In 2016 Microsoft released an AI Twitter chatbot named Tay. Anyone interested in chatting with Tay could do so, and the more people chatted with it, the more it learned how to converse and engage with people. Sixteen hours after its release, Tay was taken down due to its tendency to tweet offensive messages, such as support for Adolf Hitler, calling for feminists to burn in hell, and advocating for a race war.
Apparently, people on Twitter had tweeted controversial things at Tay, thereby teaching it to converse in such a manner. Training data, if not properly vetted, can have unintended consequences.
Newer AI systems draw on much larger data sources for training than Tay. OpenAI’s cutting-edge multi-purpose GPT-3 AI was trained on over 45TB of text data, sourced from books, Wikipedia, Reddit link content, and a repository of over 3 billion web pages’ contents. Those massive resources and 175 billion trainable parameters, enables GPT-3 to take input text and produces intelligent responses, nearly indistinguishable from human writing.
The trend in AI development is to use ever-larger corpora of data to train machines to perform increasingly generalized tasks. Rather than being limited to chatting, future generalized AIs could perform tasks from research, to writing, to composing music, to carrying in-depth conversations.
This advancement towards more generalized AI will drive the need for ever-larger and more varied sources of training data, in order to equip AI to perform wider ranges of tasks.
The largest repositories of videos, images, audio, social interactions and search queries come from user-generated content platforms. Wikipedia and Reddit have been used as AI training data already, YouTube and Facebook could be the future.
In essence, our user-generated online content could lay the foundation for future AI’s thoughts and memories. It takes a village to raise a child, it takes a large dataset to train an AI.
Just as Tay’s tweets were adversely affected by malicious tweets, the aggregate quality of online content could adversely affect future AI performance. As AI research pursues larger training datasets, addressing undesirable training data will become paramount.
The business-model for many content platforms, particularly social media, incentivizes controversy, polarization and misinformation as means to drive engagement, and therefore profitability. Posting fake news on Twitter has been proven to spread six times faster than true news.

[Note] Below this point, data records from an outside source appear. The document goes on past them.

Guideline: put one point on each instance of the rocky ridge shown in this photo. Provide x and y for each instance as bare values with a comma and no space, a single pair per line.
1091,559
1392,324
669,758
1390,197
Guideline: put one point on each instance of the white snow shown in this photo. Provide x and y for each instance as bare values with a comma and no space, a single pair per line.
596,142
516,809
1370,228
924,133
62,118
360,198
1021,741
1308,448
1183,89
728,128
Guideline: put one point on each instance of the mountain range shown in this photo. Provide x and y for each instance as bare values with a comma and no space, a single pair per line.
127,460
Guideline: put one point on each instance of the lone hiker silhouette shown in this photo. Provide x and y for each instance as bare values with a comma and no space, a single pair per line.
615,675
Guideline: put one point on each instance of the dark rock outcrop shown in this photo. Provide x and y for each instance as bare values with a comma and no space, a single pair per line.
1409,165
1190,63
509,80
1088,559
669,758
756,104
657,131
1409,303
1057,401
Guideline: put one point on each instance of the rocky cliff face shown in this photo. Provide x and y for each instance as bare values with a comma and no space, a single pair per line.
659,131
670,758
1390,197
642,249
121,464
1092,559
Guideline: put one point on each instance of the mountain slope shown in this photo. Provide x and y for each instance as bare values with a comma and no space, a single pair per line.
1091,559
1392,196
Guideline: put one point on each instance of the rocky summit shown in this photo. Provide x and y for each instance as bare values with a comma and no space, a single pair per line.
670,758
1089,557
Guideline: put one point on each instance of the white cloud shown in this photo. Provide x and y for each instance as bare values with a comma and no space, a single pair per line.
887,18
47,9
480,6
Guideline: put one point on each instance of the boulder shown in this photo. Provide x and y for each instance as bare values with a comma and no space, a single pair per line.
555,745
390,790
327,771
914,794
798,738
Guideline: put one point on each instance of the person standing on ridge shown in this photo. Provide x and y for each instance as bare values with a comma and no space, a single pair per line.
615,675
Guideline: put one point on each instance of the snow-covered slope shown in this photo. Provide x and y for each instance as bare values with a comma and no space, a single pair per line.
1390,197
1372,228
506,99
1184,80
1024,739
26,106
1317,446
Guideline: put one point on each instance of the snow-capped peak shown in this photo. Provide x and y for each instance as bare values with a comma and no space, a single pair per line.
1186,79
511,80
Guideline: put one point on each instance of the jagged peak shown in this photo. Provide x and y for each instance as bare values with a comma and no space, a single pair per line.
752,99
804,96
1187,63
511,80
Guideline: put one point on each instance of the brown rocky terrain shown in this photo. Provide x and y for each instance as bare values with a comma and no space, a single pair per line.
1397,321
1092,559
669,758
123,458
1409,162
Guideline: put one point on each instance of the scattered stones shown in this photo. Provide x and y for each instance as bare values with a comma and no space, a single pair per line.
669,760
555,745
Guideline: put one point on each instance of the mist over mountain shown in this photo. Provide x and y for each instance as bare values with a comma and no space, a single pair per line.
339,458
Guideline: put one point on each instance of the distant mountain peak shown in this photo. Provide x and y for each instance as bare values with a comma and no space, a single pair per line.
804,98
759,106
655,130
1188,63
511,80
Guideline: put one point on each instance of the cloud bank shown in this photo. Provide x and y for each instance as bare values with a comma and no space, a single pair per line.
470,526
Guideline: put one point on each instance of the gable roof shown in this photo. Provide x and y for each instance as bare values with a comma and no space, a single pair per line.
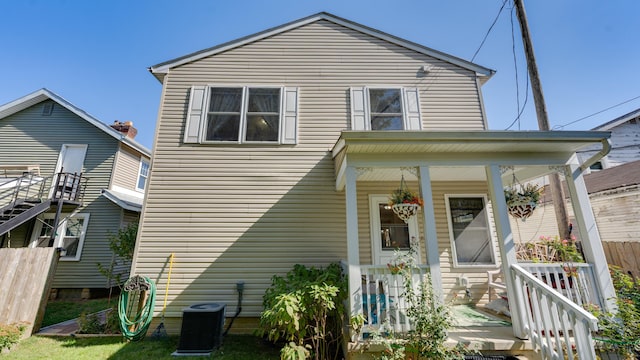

Whereas Wikipedia’s model has self-correcting mechanisms to incentivize accuracy, consistency and honesty, the largest repositories of user-generated content have incentives to promote inaccuracy and polarization.
Unfortunately, the Internet contains more Facebook posts than Wikipedia articles.
Although Facebook has sought to limit hateful content through AI algorithms of their own, they continuously find it difficult to define, identify and restrict bad content. The persistence of malicious trolls, such as those that plagued Tay, also make it challenging or impossible to manage large platforms at scale. Even if researchers were to avoid training their AI on Facebook or YouTube, the advertising business model that drives a significant portion of the Internet is structurally misaligned with truth and virtue.
The pursuit of larger datasets, the incentive structures promoting bad content and the ever-present threat of trolls poisoning data is a problem for AI research.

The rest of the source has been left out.